All Cisco-Network Study Notes: Sessions and Statistics cisco systems

Sessions and Statistics

The abutting several categories beneath the PDM Log class appearance affair and statistical

information accompanying to access and functionality on the PIX firewall.

These categories accommodate the following:

Secure Shell Sessions

Telnet Animate Sessions

User Licenses

PDM Users

DHCP Client

PPPoE Client

VPN Statistics

These categories are hardly altered from those discussed after in this section,

because they do not automatically amend and they artlessly appearance numeric

data rather than graphical output.

From the Monitoring tab, you can see advice apropos the current

administrative connectivity to the PIX. Furthermore, you can actively disconnect

administrative users application PDM. For instance, the categories Secure Shell Sessions,

Telnet Animate Sessions, and PDM Users all affectation authoritative connection

information.The screens accessible for anniversary of these categories are absolutely similar. Let’s

look at the Telnet Animate Sessions and PDM Users categories as an example.

Click the Telnet Animate Sessions class to appearance the Telnet Console

Sessions screen. An archetype is apparent in Figure 9.78.

In this example, one Telnet affair is currently affiliated to the PIX firewall.

The applicant name is SecureCorp-CSPM and the allocated basic animate is 0.The

server name appears as a name rather than an IP abode in this instance because

the host SecureCorp-CSPM has been configured via the Hosts/Networks tab.To

search for specific IP addresses affiliated to the PIX firewall via Telnet, blazon the

IP abode in the Appearance sessions for this IP Abode field, and bang the

Refresh button.The Secure Shell Sessions awning is absolutely agnate in attributes to the

Telnet Animate Sessions screen.

The PDM Users class displays the currently affiliated PDM sessions.

Click the PDM Users class to acknowledge the PDM Users awning apparent in

Figure 9.79.

www.syngress.com

PIX Device Manager • Chapter 9 535

www.syngress.com

Figure 9.78 The Telnet Animate Sessions Screen

Figure 9.79 The PDM Users Screen

536 Chapter 9 • PIX Device Manager

In this example, one PDM affair is currently enabled from arrangement host

172.20.100.1.

Sessions can additionally be broken in absolute time. For instance, if you doubtable the

PDM affair apparent is unauthorized, highlight the affair and bang the

Disconnect button. Similarly, abstract functionality is accessible from the

Secure Shell Sessions class as well.

PDM provides the adeptness to appearance the accepted user authorization calculation on the firewall.

This functionality is abnormally important for baby organizations and SOHO

environments that accept bound authorization PIX firewalls. Bang the User Licenses

category to appearance the currently acclimated licenses.The awning displays two values:

Number of Licenses in Use and Number of Licenses Available. Bang the

Refresh button to alter the awning with the best accepted user authorization statistics.
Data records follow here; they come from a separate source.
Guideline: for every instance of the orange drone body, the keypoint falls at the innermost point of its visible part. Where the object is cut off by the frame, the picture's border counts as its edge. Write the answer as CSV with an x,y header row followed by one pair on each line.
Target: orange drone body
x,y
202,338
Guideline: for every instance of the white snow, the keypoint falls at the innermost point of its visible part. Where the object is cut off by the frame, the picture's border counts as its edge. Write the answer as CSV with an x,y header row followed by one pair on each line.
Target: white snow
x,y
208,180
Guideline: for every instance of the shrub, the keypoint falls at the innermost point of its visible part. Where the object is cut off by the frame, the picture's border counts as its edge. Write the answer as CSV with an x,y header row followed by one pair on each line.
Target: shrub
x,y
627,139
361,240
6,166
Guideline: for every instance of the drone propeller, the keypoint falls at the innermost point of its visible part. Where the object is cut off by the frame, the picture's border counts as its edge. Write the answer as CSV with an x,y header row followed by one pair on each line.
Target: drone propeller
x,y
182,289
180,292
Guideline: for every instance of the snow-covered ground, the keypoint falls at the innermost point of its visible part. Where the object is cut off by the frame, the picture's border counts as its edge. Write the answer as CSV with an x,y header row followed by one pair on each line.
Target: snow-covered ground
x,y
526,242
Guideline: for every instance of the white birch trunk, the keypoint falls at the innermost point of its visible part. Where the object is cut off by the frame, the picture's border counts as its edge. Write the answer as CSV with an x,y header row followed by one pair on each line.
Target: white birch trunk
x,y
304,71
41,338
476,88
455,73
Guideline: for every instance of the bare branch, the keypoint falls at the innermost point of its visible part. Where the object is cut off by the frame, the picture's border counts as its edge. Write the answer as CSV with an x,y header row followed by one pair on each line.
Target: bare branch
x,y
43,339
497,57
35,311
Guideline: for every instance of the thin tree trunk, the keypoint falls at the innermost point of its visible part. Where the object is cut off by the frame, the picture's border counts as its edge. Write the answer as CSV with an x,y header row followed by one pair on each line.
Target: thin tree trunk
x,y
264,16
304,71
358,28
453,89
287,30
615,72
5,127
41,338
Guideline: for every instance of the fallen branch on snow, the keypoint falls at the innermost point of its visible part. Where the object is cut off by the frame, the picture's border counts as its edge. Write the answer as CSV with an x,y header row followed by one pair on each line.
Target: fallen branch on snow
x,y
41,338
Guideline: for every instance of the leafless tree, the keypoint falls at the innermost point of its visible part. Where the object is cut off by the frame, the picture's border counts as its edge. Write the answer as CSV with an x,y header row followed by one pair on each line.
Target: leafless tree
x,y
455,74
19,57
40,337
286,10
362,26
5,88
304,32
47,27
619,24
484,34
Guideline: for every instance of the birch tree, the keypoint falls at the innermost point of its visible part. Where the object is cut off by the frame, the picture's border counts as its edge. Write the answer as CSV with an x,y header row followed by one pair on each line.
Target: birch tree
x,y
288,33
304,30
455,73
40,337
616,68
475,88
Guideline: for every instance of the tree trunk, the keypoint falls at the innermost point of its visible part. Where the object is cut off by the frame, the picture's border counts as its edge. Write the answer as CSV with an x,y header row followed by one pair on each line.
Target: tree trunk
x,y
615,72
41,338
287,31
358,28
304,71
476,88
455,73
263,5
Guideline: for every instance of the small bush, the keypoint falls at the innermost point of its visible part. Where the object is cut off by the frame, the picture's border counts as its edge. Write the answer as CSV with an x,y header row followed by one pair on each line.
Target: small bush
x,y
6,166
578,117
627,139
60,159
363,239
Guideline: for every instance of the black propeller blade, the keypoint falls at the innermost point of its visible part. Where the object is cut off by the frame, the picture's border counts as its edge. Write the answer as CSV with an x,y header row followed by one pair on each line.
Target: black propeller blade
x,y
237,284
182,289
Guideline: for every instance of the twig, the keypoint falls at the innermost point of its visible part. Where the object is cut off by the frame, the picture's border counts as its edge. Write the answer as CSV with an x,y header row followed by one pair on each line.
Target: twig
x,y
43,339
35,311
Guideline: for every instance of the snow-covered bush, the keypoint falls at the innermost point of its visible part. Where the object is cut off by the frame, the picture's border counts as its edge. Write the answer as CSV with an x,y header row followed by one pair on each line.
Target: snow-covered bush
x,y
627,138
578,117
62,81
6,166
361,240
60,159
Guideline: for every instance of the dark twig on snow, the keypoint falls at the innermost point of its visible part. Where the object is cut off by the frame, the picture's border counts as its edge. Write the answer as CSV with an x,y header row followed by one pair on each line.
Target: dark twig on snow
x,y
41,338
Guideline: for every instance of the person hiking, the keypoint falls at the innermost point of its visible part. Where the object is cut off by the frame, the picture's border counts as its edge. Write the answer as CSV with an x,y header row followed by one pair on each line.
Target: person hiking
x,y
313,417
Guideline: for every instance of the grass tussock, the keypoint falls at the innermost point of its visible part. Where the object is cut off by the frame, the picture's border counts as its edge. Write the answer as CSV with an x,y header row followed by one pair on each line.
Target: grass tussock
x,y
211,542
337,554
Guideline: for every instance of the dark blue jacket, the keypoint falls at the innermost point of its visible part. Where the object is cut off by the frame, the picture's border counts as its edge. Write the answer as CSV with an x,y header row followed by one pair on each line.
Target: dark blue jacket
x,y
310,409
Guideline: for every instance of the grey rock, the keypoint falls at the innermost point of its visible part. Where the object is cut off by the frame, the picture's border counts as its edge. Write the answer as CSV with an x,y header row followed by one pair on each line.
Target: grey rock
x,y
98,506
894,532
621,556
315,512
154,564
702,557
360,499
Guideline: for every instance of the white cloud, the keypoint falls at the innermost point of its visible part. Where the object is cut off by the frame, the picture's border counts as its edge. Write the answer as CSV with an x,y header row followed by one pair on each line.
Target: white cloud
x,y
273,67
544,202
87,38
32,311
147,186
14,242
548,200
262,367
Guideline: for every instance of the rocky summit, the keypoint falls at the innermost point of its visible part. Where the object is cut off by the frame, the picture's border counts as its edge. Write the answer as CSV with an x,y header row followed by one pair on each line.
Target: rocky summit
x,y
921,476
The categories DHCP Applicant and PPPoE Applicant both appearance statistical information

regarding the PIX firewall’s applicant DHCP and PPPoE services.These two

categories alone accept accordant advice if the alien interface of the PIX

firewall is configured with either DHCP or PPPoE applicant services.

If so, the assigned IP address, subnet mask, server IP address, charter time information,

default aperture IP address, and added accompanying advice can be found

by beat these categories.These categories are abnormally accessible for baby organizations

and SOHO environments whose firewalls accept activating settings.

From the VPN Statistics category, administrators can accretion admired information

regarding alive IKE aegis associations (SAs) and the assorted VPN protocols

available on the PIX firewall. Four specific subcategories abide beneath the

VPN Statistics category:

IKE SAs

IPSec VPNs

PPTP

L2TP

Information for anniversary of these subcategories is alone accessible if alive VPN sessions

exist on the firewall. Anniversary of the VPN Statistics subcategories includes the

ability to manually brace the awning appearance for adapted VPN-related statistics.

Furthermore, anniversary subcategory except IKE SAs facilitates abundant information

via the Appearance Details button.

For example, the IPSec VPNs awning provides the adeptness to appearance VPN source

and destination IP information, including packet encapsulation, decapsulation, and

error counts.The IPSec VPNs awning is apparent in Figure 9.80.

www.syngress.com

PIX Device Manager • Chapter 9 537

The IPSec VPNs, L2TP, and PPTP subcategory screens acquiesce you to monitor

various metrics apropos alive VPN access and brace the statistics data

manual back required.You can additionally displace the metric counts by beat the Clear

All Counters button. Highlight a affiliation and bang the Appearance Details

button to appearance detail apropos a specific VPN.